Journal
Cancer Cell, 2020
Authors
Jian Carrot-Zhang, Nyasha Chambwe, Jeffrey S Damrauer, Theo A Knijnenburg, A Gordon Robertson, Christina Yau, Wanding Zhou, Ashton C Berger, Kuan-Lin Huang, Justin Y Newberg, R Jay Mashl, Alessandro Romanel, Rosalyn W Sayaman, Francesca Demichelis, Ina Felau, Garrett M Frampton, Seunghun Han, Katherine A Hoadley, Anab Kemal, Peter W Laird, Alexander J Lazar, Xiuning Le, Ninad Oak, Hui Shen, Christopher K Wong, Jean C Zenklusen, Elad Ziv, Andrew D Cherniack, Rameen Beroukhim

We evaluated ancestry effects on mutation rates, DNA methylation, and mRNA and miRNA expression among 10,678 patients across 33 cancer types from The Cancer Genome Atlas.
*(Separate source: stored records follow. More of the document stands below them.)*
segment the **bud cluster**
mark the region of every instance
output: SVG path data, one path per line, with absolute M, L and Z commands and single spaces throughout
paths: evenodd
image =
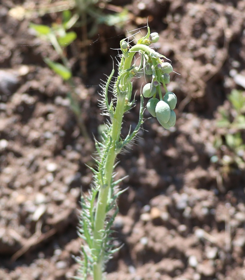
M 157 41 L 159 38 L 156 32 L 150 35 L 149 40 L 153 42 Z M 151 115 L 156 118 L 159 123 L 164 128 L 169 129 L 175 124 L 176 115 L 173 111 L 177 102 L 176 95 L 173 92 L 168 91 L 166 84 L 170 81 L 169 74 L 173 72 L 173 68 L 169 62 L 164 62 L 160 57 L 153 55 L 148 56 L 144 68 L 145 74 L 152 76 L 151 83 L 147 84 L 143 88 L 144 97 L 150 98 L 146 108 Z M 166 91 L 163 97 L 161 85 L 162 84 Z M 156 96 L 158 94 L 159 99 Z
We demonstrated that cancer subtypes and ancestry-related technical artifacts are important confounders that have been insufficiently accounted for. Once accounted for, ancestry-associated differences spanned all molecular features and hundreds of genes. Biologically significant differences were usually tissue specific but not specific to cancer. However, admixture and pathway analyses suggested some of these differences are causally related to cancer. Specific findings included increased FBXW7 mutations in patients of African origin, decreased VHL and PBRM1 mutations in renal cancer patients of African origin, and decreased immune activity in bladder cancer patients of East Asian origin.